Tuesday, February 20, 2007

10,000 Volts at the policing conference!

While looking up the URL for the policing conference for the last post, my eye caught an item in the latest news section of the conference website ...

“We will be using the latest in interactive technology, ‘10,000 volts’, to give you a say at the outset of the Conference about the issues that you would like to see discussed during the event.”

10,000 volts?

The longer the Tazer stun you can take before falling over, the longer you’re allowed to speak from the platform?

Voting buttons under the seats, but if you choose the wrong answer ... bzzzzzz. (Sounds more like Doctor Who, The Long Game!)

“This exciting new technology will set Policing the Future apart from the many other conferences you are invited to, by ensuring that you get the full benefit of discussions in all seminar sessions, not just those you attended, by capturing the discussions and feeding them back into the plenary session.”

So a quick Google turned up the School of Psychology (not Physics!) website of the University of Liverpool, and its Centre for Critical Incident Research (CCIR).

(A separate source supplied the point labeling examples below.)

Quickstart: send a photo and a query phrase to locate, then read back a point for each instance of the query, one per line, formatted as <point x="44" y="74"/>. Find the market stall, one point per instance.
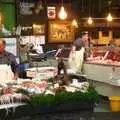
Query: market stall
<point x="103" y="69"/>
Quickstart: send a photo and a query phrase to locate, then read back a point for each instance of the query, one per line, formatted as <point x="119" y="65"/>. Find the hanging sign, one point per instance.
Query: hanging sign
<point x="51" y="12"/>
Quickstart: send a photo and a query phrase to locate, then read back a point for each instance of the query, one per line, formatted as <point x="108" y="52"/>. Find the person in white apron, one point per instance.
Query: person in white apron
<point x="77" y="54"/>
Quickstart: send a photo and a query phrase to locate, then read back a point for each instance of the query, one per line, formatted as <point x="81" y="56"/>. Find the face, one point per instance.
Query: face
<point x="2" y="47"/>
<point x="85" y="37"/>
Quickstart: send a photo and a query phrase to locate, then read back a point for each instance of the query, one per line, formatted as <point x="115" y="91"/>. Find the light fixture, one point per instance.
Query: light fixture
<point x="62" y="14"/>
<point x="109" y="17"/>
<point x="90" y="21"/>
<point x="74" y="23"/>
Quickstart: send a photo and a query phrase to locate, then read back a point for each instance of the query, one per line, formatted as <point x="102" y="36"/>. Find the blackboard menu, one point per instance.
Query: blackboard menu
<point x="29" y="13"/>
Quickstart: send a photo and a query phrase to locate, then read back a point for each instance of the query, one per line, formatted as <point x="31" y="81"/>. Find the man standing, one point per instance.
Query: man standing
<point x="8" y="58"/>
<point x="77" y="54"/>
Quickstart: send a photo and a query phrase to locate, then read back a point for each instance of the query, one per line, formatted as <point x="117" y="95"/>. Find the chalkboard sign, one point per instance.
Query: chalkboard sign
<point x="61" y="31"/>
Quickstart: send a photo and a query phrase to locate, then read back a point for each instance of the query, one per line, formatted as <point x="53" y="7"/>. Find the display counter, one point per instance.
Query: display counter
<point x="105" y="78"/>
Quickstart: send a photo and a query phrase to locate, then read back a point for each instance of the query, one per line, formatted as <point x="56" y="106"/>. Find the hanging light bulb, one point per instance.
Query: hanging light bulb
<point x="109" y="17"/>
<point x="90" y="21"/>
<point x="74" y="23"/>
<point x="62" y="14"/>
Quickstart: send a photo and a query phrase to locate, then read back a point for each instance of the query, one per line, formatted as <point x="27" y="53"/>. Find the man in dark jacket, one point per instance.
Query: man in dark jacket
<point x="8" y="58"/>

It boils down to an electronic, collaborative, debriefing tool (surprised it hasn’t been tagged as the Policing 2.0 conference), with laptop computers centred on tables arranged in a semi-circle.

“Through collaborative software these computers are networked together, thus resulting in the input information of one computer being shared with every other networked end-user. The debriefing process is ... an electronic focus group, where each delegate is able to type his or her thoughts and experiences into a computer, while simultaneously sharing these same thoughts and experiences with all the other delegates present. In this way, the delegates are able to respond to what their colleagues are thinking, and ideas are constantly being generated and discussed. As the facilitator offers no structure to the debriefing by indicating what should, or should not, be recorded, the outcome is thus an emergence of the delegates’ stream of consciousness (Crego & Alison, 2004).”

So they type but don’t talk. But sitting in the one room. Couldn’t they do this bit from their hotel bedrooms while getting dressed in the morning?

“There is no record of which delegate used a specific computer ... This anonymity removes any existing hierarchies ... and facilitates the discussion of sensitive topics (Clapper & Massey, 1996). The result, therefore, is “a non-inhibiting, synergistic environment in which group members are comfortable sharing ideas” (Clapper & Massey, 1996, p. 44). It is also useful in the sense that individuals are more likely to participate and share their views than they would in face-to-face interactions. Indeed, the level of interaction appears to be fairly equal, thus those who are less talkative in the group are provided with an opportunity to be heard (Easton, Easton & Belch, 2002). Finally, Crego and Alison (2004) hypothesise that 10 KV is both empowering, and has the potential to facilitate a “cathartic release” (Crego & Alison, 2004, p. 224) for the delegates, as it provides a channel through which they can freely and anonymously express their feelings.”